Aşağıdaki iki pozisyonda da Barcelona’nın savunma geçişlerinde yaşadığı sıkıntıları görüyoruz. İlk pozisyonda Barcelona topu kaptırdıktan sonra baskıyı çok zayıf yapıyor ve Sevilla hatlar arasında bulunan forvetiyle topu buluşturup 2v2 durumunu oluşturuyor. Sağ taraftan de önünde bomboş bir alan olan Navas koşuyu yapıyor. Pozisyonun sonunda Barcelona golü kalesinde görüyor. İkinci pozisyon golle sonuçlanmamış olsa bile yine aynı problem ortada. Bu seferki fark ise arkada sadece 2 stoper değil ekstra olarak Sergi Roberto’nun da bulunması.

 

Barcelona’nın orta saha kurgusunda topa sahipken oyuncuların pozisyonlarının takımın akıcılığına ket vurduğunu söylemiştik. İşte bunu anlatan bir pozisyon. Hem toplu oyuncuya alternatif olmuyor hem de düz bir hat üzerinde dizilerek rakibin savunmasını kolaylaştırıyorlar.

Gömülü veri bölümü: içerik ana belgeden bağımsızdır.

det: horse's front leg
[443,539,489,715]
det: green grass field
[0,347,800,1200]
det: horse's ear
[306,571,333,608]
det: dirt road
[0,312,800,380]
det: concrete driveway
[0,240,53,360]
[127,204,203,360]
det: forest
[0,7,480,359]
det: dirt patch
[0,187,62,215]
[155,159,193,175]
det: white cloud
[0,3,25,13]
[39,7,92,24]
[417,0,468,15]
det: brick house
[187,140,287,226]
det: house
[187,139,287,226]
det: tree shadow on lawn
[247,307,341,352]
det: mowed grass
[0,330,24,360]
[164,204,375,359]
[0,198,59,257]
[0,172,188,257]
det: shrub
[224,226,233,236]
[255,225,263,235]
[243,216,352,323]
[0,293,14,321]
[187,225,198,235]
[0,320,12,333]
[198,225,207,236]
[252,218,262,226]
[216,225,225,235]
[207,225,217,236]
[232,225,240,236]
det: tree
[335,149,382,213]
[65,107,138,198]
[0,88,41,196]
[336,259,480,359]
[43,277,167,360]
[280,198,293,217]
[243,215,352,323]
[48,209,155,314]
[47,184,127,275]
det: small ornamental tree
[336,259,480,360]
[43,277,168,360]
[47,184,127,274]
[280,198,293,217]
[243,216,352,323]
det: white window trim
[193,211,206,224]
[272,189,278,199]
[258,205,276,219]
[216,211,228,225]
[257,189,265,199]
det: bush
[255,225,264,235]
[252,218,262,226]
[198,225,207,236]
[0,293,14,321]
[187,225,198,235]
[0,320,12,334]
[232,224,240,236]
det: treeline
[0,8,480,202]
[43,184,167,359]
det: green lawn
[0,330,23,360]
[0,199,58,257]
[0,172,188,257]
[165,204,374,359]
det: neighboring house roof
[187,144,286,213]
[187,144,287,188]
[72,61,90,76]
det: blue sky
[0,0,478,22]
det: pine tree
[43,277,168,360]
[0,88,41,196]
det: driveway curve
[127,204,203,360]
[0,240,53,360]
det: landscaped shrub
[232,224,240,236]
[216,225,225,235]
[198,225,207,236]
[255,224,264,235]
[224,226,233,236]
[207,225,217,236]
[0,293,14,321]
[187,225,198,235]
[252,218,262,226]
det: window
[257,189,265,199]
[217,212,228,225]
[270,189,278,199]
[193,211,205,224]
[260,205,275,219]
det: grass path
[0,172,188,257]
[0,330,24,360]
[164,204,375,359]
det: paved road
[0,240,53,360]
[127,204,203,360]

Aşağıdaki pozisyonda Sevilla’nın kenarlarda boşalttığı alanları kullanmaya çalışmasına örnekler görüyoruz. Daha maçın ilk dakikası dolmadan planlarını uyguladılar ve çok net bir pozisyondan yararlanamadılar.

Sevilla’nın ilk yarının sonunda bulduğu golde de Barcelona’nın savunma hataları göze çarpıyordu. Ceza sahasının içinde iyice gömülerek çizgiye inen oyuncuya verebileceği en kolay pas açısını yarattı Barcelona savunması. Mercado’da güzel bir vuruşla öne geçirdi takımını.

Topla oynama

İlk yarıda yüzde 61, ikinci yarıda 56 ile topa sahip olan taraf beklendiği üzere Barcelona oldu. İlk yarıda bu avantajlarını üretkenliğe çeviremediler ama ikinci yarıda Vidal’in çıkışı ve Coutinho’nun orta sahaya geçişiyle bir nebze daha etkili oldular topu kullanma konusunda. Dembele’nin dripling tehditi de tabiki de hücuma katkı sağladı. İki takımın toplam pas sayıları ve pasların şekillerini oranlayarak baktığımızda çok büyük farklılıklar yok bu da topun daha çok yerde kaldığı bir maç olduğunu gösteriyor. Ama ceza sahasına gönderilen pas sayılarına baktığımızda bir eşitlikle karşılaşıyoruz ve bu da Barcelona’nın 4 gol atmasına rağmen çok da baskılı bir oyun oynamadığına işaret ediyor. Hücumların gelişim yollarına baktığımızda ise Sevilla’da daha önceden belirttiğimiz gibi kenarların yoğunlukla kullanıldığını, merkezin ise pek tercih edilmediğini görüyoruz. Barcelona’nın ise sol kenardaki üçgeni ve merkeze giren Messi’yi kullanma hedefi çok net bir şekilde gözüküyor. Valverde’nin ikinci yarı başlarken Dembele’yi oyuna alma sebeplerinden biri de muhtemelen hiçbir tehdit yaratmayan sağ tarafa bir tehdit unsuru koyarak ters tarafı da rahatlatmaktı.

  Pas bağlantıları

Barcelona’nın pas bağlantılarına baktığımızda yazı boyunca bahsettiğimiz üçgeni ve o tarafa yaklaşan Messi’yi görebiliyoruz. Hücumun kenardaki üçgen üzerinden mi yoksa direkt olarak Messi’yi bularak mı geliştirileceğine karar veren ismin ise Rakitic olduğunu görüyoruz en sık pas bağlantılarına bakarak. Valverde’nin belki de Messi’den sonra en çok güvendiği oyuncuların başında gelen Rakitic’in böylesine kritik bir rolde yer alması hiç de şaşırtıcı değil bu açıdan.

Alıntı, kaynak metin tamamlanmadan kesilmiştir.